I want to go running early—before it gets too hot; before the sidewalks get too busy with morning commuters—but already, I am too late. The workers appear like raindrops in the street—first one, then seven, then seventy-seven and then suddenly, a torrential flow, all dressed the same. There is an unwritten uniform in this country—dark pants, crisp white shirts. The office soldiers march daily in these same clothes, and all of them with ink black hair.
Then there’s me, a good foot taller then the moving mass, “blonde” and curly-haired, a foreign monster in sweaty shorts and mismatched t-shirt, always moving against the direction of pedestrian traffic, terrifying women and their tiny timid dogs, dodging old men with canes.
I wanted to see Hiroshima and I did. I traveled to the city whose infamy lies in school textbooks the world round. The history of places motivates us to move—to see where things happened and I wanted to see where it happened.
It happened one morning high above a doctor’s office. Ironically. I went to that office, I read the plaque that says, “This is where it happened,” I looked up at the blue sky right overhead and imagined how it happened.
I saw the atomic bomb dome—the skeletal remains of the city that was blasted away. Once the only landmark in a gray ash desert—today, it’s a green park plastered with UNESCO signs and surrounded by high gates to prevent grave robbers from stealing bits of atomic brick souvenirs.
A security guard paces back and forth, a man who makes living selling quotes to journalists, holding a fluorescent placard in English, that reads “In-Utero Survivor.”
I did not want to talk to him.
Now I’m running past all of these listed sights and memorials, my second time sightseeing, only much faster and more efficient. One foot hits the path, and a half-second later, the other. Hiroshima is a city of extra-wide boulevards and extra-large parks—a city perfect for running. I consider this as I wipe sweat from my face and push on—how of all the cities in Japan, Hiroshima might be the best one for running.
I sprint the length of Peace Park, my pulse quickening as I pass one memorial to the dead, then another. As a runner, I am nonchalant and irreverent. I think up a tour guide script to myself, “The official tourist sites of Hiroshima now suffer the long-term after-affects of the unfortunate architectural period that occurred in the mid-1950s.”

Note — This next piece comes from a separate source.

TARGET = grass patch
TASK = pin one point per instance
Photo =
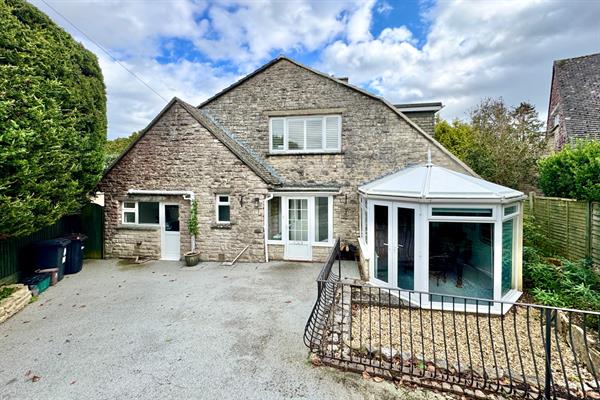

The most horrid of these memorials is a kind of empty concrete tower, plastered with glitzy shards meant to shine in the sun. I run past it in two seconds but remember the day before.
As part of what might be the world’s most depressing walking tour, my guide had taken me to that spot and shared the story of the 8,000 junior high school students who were out laboring on the morning it happened. 6,000 of them died, many of them instantly, others far too slowly.
She had many facts to share, but in my mind I only saw innocent 12- and 13-year-old children. I got teary. I couldn’t talk anymore. In her very Japanese way, my guide politely turned away and let me, a grown man, cry.
But now it is a new day and I am running through the city. I must shower and shave and dress and eat breakfast—I need to catch a train. I stop at a traffic light and catch my breath, hiding my eyes from the sun. I check my watch: 8:11 a.m.
I realize it’s morning, almost the same time. I run four minutes longer, then stop at another traffic light and check my watch again: 8:15 a.m. That’s when it happened. 66 years ago. That’s when the sky turned red and the whole world changed.
But now the light’s green and I jog the last few blocks to my hotel. All the buildings are impersonal—the window washers have made them sparkle, but they are identical and forgettable.
I realize then, only after running, that Hiroshima is entirely unremarkable as a city. It is Anytown, Japan, just like anywhere else in the world where anything might happen any day of the week. Only this is where it happened and why Hiroshima became remarkable overnight.
I take the talking elevator back to my room and grab a towel. I scrawl two words in my notebook: Hiroshima. Unremarkable.
There is nothing special about Hiroshima. It is a city with cars and buildings and people. It is a city where every day, people go to work in the morning.
And it’s the city where I went running.